Many have had no choice because elite teams for their age group have not existed in the North, but that changed this year in Whitehorse with the creation of an elite under-16 team.

Hockey Yukon says the new team is meant to serve what it calls "high end talent" in northern Canada and Alaska.

Coach Martin Lawrie says, for Yukon elite players in the 13 to 15 age range, they can stay in the territory for an extra year or two instead of going south to develop as hockey players.

Martin Lawrie

Coach Martin Lawrie says the new team is great for players who don't want to leave and their parents who don't want them to go. (Dave Croft/CBC)

"[They're] living at home, living with mom and dad, staying with their friends they grew up with for an extra year so I think that's a huge piece of it for sure," says Lawrie. 

"My oldest boy went away last year at 15 and that was too young so I'm glad I get to keep the younger one here for the extra year before he heads off chasing his dream," he says.

15-year-old Bryce Anderson, of Whitehorse, checked out a couple of teams and schools in the south before deciding to stay in Yukon for at least one more year.

Bryce Anderson

Fifteen year old Bryce Anderson chose to remain in Whitehorse this year instead of one of the southern communities he scouted earlier in the year. (Dave Croft/CBC)

He says the extra training time available in Yukon lets him polish his skills a bit more before leaving.

"After seeing the amount of ice time, the amount of time we have dryland and stuff like that, another year with the family, for sure, it's awesome," he says.

Hopes for a Whitehorse academy

Minor hockey organizers in Yukon hope the new team is just the beginning of a much bigger project.
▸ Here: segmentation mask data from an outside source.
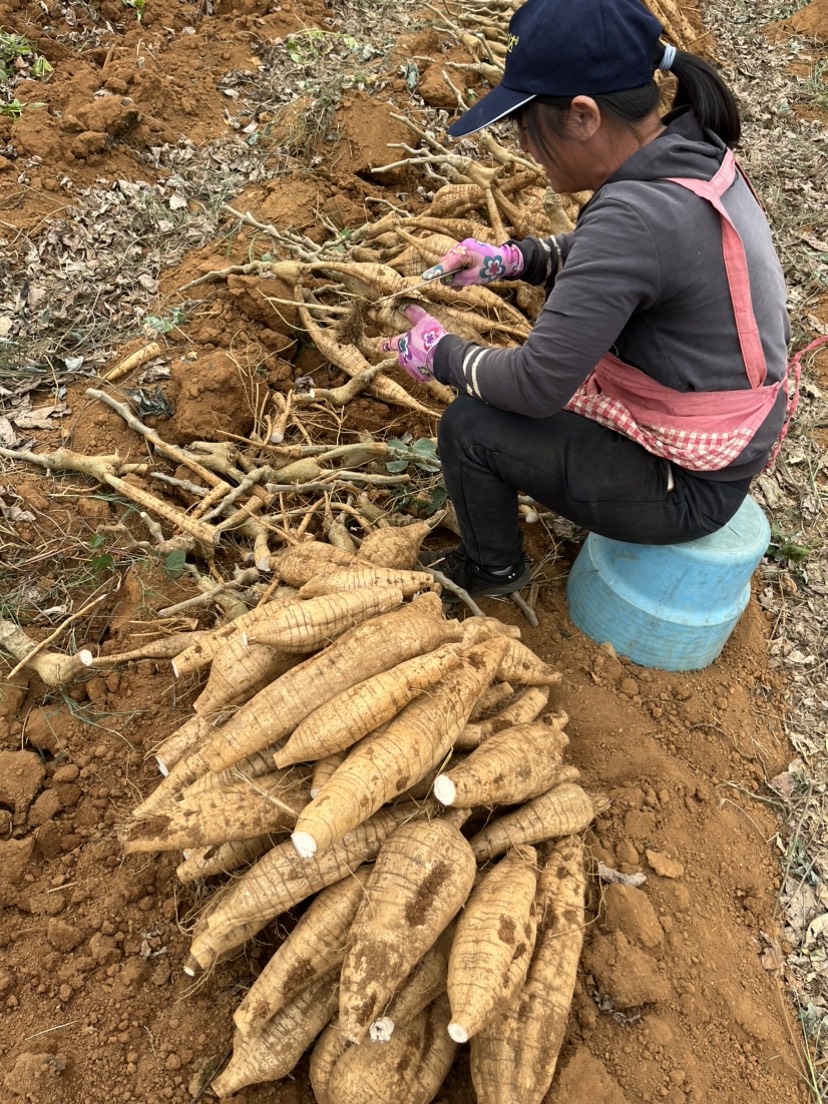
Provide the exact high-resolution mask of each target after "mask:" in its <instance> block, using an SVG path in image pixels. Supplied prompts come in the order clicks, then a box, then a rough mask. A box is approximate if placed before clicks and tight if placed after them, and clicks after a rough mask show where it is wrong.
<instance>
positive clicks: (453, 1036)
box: [448, 1023, 468, 1042]
mask: <svg viewBox="0 0 828 1104" xmlns="http://www.w3.org/2000/svg"><path fill="white" fill-rule="evenodd" d="M448 1033H449V1036H450V1037H452V1039H453V1040H454V1041H455V1042H468V1031H467V1030H466V1029H465V1028H464V1027H463V1025H460V1023H449V1025H448Z"/></svg>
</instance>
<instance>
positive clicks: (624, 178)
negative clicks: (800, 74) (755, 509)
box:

They want Whitehorse to join the growing number of Canadian communities hosting hockey academies, says Russ Smoler, the president of Hockey Yukon.

Several players from across the North tried out this year, with two from Smithers, in northern B.C., making the cut.

"I think it's an opportunity for our own northern kids whether they're from Whitehorse, the Yukon communities, we've invited Inuvik, N.W.T., and Yellowknife over, again a northern opportunity...for Whitehorse as a destination for hockey as well," Smoler says.

He says the benefit of attracting more kids from across the North is there will be more high-calibre players in Whitehorse and better competition.